I was tipped off to Basel II from Michael Lewis and David Einhorn’s great editorial in the New York Times, which had a few suggestions for repairing the US Financial system:

Impose new capital requirements on banks. The new international standard now being adopted by American banks is known in the trade as Basel II. Basel II is premised on the belief that banks do a better job than regulators of measuring their own risks — because the banks have the greater interest in not failing. Back in 2004, the S.E.C. put in place its own version of this standard for investment banks. We know how that turned out. A better idea would be to require banks to hold less capital in bad times and more capital in good times. Now that we have seen how too-big-to-fail financial institutions behave, it is clear that relieving them of stringent requirements is not the way to go.

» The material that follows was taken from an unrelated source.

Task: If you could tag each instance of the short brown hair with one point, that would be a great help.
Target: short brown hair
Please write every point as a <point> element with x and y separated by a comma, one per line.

Another good solution to the too-big-to-fail problem is to break up any institution that becomes too big to fail.

This editorial about “fixing the financial crisis” is a followup to their earlier editorial describing the problem:

In the middle of all this, Treasury Secretary Henry M. Paulson Jr. persuaded Congress that he needed $700 billion to buy distressed assets from banks — telling the senators and representatives that if they didn’t give him the money the stock market would collapse. Once handed the money, he abandoned his promised strategy, and instead of buying assets at market prices, began to overpay for preferred stocks in the banks themselves. Which is to say that he essentially began giving away billions of dollars to Citigroup, Morgan Stanley, Goldman Sachs and a few others unnaturally selected for survival. The stock market fell anyway.

It’s hard to know what Mr. Paulson was thinking as he never really had to explain himself, at least not in public. But the general idea appears to be that if you give the banks capital they will in turn use it to make loans in order to stimulate the economy. Never mind that if you want banks to make smart, prudent loans, you probably shouldn’t give money to bankers who sunk themselves by making a lot of stupid, imprudent ones. If you want banks to re-lend the money, you need to provide them not with preferred stock, which is essentially a loan, but with tangible common equity — so that they might write off their losses, resolve their troubled assets and then begin to make new loans, something they won’t be able to do until they’re confident in their own balance sheets. But as it happened, the banks took the taxpayer money and just sat on it.

Great stuff! …but where does Basel II fit in? The timing truly is strange – what motivated its creation? How early were banks aware of the impending disaster?